Malihulya mıdır, Melankoli midir; Gerçek Şu ki, Dünyadan Habersiz İnsanlarla yaşıyoruz! Garibim dünyanın insanlarının bir kısmı daha garip.

Bir kısmı yaşamayı bir gölgede ve bir dizin dibinde başkasının kişiliğinde yaşamak zannediyor. Kendisinin özgürlük hakkında fikri yok! Başkasına veya başkalarına bürünmekle kendisinden kaçmayı özgürlük olarak algılıyor!

Bir siyasi gruba girmeyi, bir fikre dahil olmayı, bir inanca dayanmayı, reddetmeyi, savunmamayı, eleştirmemeyi özgürlük bellemiş. Korkuyor, kendisinden bile korkuyor. Yanında hiçbir fikri konuşmanıza izin vermiyor. Kendi fikri ise zaten gelişmemiş, yok! Bütün fikri neşriyatı başkalarına ait dikteler. Her şeyi yüzeysel, biraz oradan biraz buradan ama asla kendinden değil.

Mutluluk çok uzaklarda, tatmamış, korkuyor mutlu olmaktan korkuyor.

Ve yüzbinlerce kişinin kendini aydın sanması misali aydınlığı uzaklara yakınlara taşıyacak bir sepeti yok. Gittiği yerlere kendi karanlığında gidebiliyor. Kendi karanlığını götürüyor.

Aydınlanmanın meşalesi beyninde hiç yanmamış ki; siyahtan beyaza giden aydınlanma yolunun şifrelerini bulabilsin.

Tek sığınağı kırık karakterlerin yanı, orada rahat, çünkü bir fikre bir düşünceye ihtiyacı yok!

İnsanın özgürlük arayışı yüzyıllardır sürüyor. İnsanın felsefi, siyasi tartışmaları yıllardır sürüyor.
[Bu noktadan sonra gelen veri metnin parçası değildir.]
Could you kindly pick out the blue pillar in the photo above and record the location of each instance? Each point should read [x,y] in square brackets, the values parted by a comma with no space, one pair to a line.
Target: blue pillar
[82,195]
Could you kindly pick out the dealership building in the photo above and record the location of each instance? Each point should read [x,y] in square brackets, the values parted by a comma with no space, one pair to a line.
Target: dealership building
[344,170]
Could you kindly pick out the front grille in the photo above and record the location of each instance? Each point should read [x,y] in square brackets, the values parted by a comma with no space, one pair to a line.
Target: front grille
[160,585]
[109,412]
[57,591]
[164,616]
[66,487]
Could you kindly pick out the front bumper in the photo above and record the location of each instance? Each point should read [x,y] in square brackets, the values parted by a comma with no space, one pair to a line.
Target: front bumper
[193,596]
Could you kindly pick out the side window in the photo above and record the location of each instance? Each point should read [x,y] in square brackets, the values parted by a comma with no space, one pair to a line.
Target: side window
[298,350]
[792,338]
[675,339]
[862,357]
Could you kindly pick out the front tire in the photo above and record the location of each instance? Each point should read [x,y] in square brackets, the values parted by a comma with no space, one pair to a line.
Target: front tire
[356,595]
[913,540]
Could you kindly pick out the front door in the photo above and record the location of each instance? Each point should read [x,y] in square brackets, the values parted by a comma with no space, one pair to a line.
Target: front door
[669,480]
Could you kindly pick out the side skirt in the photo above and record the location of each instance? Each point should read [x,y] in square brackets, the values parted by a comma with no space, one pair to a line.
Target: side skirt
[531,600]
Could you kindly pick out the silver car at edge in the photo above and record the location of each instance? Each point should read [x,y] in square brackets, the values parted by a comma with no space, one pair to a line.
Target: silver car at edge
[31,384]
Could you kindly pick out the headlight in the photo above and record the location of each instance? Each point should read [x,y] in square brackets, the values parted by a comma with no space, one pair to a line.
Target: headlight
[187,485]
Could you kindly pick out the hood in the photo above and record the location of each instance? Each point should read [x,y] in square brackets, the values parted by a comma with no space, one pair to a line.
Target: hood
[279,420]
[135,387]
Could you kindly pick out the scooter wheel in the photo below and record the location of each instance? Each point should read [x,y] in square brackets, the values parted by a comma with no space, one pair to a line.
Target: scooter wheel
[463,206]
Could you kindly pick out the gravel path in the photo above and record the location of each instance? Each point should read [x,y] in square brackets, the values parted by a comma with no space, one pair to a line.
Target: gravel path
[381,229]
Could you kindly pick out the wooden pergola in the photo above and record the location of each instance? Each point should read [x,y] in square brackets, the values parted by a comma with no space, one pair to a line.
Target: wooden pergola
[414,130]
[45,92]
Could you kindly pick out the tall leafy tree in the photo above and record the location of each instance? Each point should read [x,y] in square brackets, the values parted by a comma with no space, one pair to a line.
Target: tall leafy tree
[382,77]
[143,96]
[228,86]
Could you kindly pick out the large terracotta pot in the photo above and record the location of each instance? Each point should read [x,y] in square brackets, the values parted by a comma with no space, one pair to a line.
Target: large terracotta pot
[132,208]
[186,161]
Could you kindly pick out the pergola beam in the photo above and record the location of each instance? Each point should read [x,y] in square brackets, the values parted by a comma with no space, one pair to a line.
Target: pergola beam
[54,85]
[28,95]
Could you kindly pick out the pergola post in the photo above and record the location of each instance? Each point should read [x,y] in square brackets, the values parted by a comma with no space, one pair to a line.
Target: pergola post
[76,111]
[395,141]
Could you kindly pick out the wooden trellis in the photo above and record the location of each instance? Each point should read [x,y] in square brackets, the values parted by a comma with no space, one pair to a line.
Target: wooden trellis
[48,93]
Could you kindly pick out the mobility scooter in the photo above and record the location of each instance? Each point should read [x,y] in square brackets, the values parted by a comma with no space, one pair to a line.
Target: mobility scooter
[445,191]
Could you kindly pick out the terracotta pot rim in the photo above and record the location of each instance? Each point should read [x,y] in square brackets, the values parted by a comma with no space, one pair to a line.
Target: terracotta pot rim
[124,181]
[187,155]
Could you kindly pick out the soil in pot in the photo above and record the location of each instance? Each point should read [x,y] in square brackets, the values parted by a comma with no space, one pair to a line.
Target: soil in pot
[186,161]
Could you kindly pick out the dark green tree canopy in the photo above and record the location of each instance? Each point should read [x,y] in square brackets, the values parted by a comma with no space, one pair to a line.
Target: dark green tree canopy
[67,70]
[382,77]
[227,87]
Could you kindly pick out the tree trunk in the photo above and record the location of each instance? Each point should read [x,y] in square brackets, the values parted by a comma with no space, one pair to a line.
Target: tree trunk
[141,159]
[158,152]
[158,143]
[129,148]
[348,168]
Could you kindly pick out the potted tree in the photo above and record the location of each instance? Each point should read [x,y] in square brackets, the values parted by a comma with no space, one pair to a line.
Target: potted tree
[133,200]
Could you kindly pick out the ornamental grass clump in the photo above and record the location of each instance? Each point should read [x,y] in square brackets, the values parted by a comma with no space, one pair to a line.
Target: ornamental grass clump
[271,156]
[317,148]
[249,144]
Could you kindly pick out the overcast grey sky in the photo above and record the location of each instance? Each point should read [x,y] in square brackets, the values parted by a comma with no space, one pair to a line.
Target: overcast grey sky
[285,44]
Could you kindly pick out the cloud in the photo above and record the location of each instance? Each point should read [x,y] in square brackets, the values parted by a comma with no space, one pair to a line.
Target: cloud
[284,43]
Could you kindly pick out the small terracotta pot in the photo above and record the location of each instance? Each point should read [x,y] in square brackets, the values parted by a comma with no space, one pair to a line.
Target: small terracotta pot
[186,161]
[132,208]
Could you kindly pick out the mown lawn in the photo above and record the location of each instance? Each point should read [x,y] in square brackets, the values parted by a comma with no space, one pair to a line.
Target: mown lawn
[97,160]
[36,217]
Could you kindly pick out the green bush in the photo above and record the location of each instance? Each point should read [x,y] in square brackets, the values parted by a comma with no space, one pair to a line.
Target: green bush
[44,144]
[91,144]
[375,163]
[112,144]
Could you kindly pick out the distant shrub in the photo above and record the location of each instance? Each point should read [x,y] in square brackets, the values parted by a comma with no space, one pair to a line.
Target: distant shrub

Her sürtünme, her tartışma yeni ufuklar, yeni senaryolar, yeni icatlar doğuruyor!

Dünyadan habersiz, bir siyasi veya dini lider bulmuş her dediği ayet(!), tartışmıyor, sonuçları görmüyor, anlatmaya kalksan anlamıyor.

Yüksek konulara uzak, sıradan düşünceler hayatına yön veriyor. İspatsız sorgusuz her söz, her rivayet her tefrika ona iyi geliyor.

Melankolik yaşam, fikirsiz, okumasız yaşam, kasvetli ve amaç taşımayan yaşam; yüzleşilmemiş aşağılık kompleksleri, özgürlük arayışının gelişmesine izin vermeyen yaşam hayatın amaçlarına hizmet etmiyor.

Malihulya hastalığına tutulmuş insanlar. Belirtileri hayata karşı bağlılığın azalması ve her şeye kayıtsızlık, insanlardan kaçma, keder vb. haller olan ruh hastalığı, kara sevda, melankoli. (TDK böyle açıklıyor).

İnsanların dertleri, ekonomik çöküşleri, insanların hastalıkları, hayatın akışı hatta ülkenin aleyhine gelişen olaylar onun umurunda değil!

Bu sosyolojik bir yara ve biz itiraf edelim ki böyle insanlarla birlikte yaşıyoruz!